You've probably heard economists talk about V and U shaped recoveries. A V shaped recovery means the economy didn't stay long at the bottom, and a U means the economy bottomed and stayed there for a while. I think we're experiencing what I call a check-mark recovery: A vertical drop (in Q4), followed by a gradually rising line.

Offense Or Defense?
I think we are headed toward recovery, but there isn't going to be a quick fix. Therefore, we have to make our business plans around that reality. When a national economic downturn occurs, the defensive reaction of looking inward to cut operating expenses is natural, and for the most part, appropriate. But unfortunately, many business owners not only look inward, they operate inwardly. They are intimidated by the negative economic news, and fail to take advantage of some critical offensive opportunities.

My friend and Brain Trust member, Paul Goldner, has published a white paper called Six Ways To Survive an Economic Downturn, and we discussed his ideas on my show recently. The following are some bullet points from Paul's paper about playing offense during tough economic times, followed by my thoughts.

Add value, add value, and add more value.
It's important to realize that the primary reasons our customers do business with us is not because of the stuff we sell, and certainly not our prices. It's mostly because of the value we add in the delivery of our stuff: We're more convenient, we move quickly, we save them time, etc.

Adding value is always important, but it's essential during an economic downturn. If you want to watch your sales numbers slide, wait on customers to ask for help. But if you want to give your customers the maximum opportunity to buy your stuff, contact them, preferably in person, and ask them what their greatest challenges are. Then come up with new ways to add value to the relationship that helps your customers meet those challenges.

Anybody can be successful when times are good. If you want to survive, and even thrive in a recession, do what Paul says: add value, add value, and then add more value.

Increase your level of new business activity.
If adding value for existing customers is a good idea, why not make the same approach to new prospects? I especially recommend focusing on those prospects who have been loyal to your competition. If you can come up with solutions your competitors haven't offered, advantage you. Show prospects you can be part of the solution during challenging times and they will be more likely to do business with you when things pick up.

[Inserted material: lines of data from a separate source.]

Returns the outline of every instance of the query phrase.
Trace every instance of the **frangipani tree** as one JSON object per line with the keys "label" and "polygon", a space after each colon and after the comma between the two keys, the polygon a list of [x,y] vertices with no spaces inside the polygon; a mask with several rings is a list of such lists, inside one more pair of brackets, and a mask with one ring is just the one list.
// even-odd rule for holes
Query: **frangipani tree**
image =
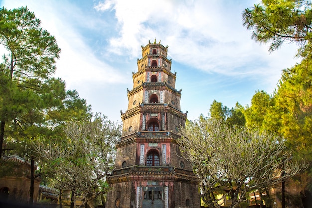
{"label": "frangipani tree", "polygon": [[177,142],[200,181],[203,200],[211,208],[220,207],[222,198],[216,194],[225,194],[225,188],[232,195],[230,207],[236,208],[249,192],[273,186],[306,168],[290,160],[282,138],[266,132],[203,117],[187,122],[180,132]]}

Re-evaluate your strategies.
One of the things you should tell yourself in 2001 is that, in terms of your approach to the marketplace, nothing is sacred. If there was ever a year to try something new, maybe even outrageous, this is it. If you're not getting the sales you need, what's it going to hurt if you shake things up?

It's natural for us to operate our business in a way that suits us. And when things are going great, we actually justify making customers do business with us on our terms. The unspoken thought might sound like, "Hey! So what if they don't like it. I've already got more business than I can deliver."

But when the phones stop ringing, or when they ring and the news isn't good, it's time to re-evaluate the way we look to our customers, plus how we touch them and how they touch us. And that re-evaluation requires a two-step conversation with our customers.

First, a question: "What can we do to help you?" See above.

Second, a statement: "Here's what I need from you." This is where you actually train your customers about how to work with you as you make necessary internal adjustments. For example: Understanding why you have to re-align the sales staff, or helping you make delivery efforts more efficient.

Many internal changes you make are going to affect your customers. As you are re-evaluating your strategies and re-orienting your operation, don't forget to include your customers in this process.

Write this on a rock... All economies operate in cycles: good times, bad times, and everything in between. Unfortunately, we don't get to sit out a downturn. The perennially successful businesses stay focused on the customer, regardless of economic conditions.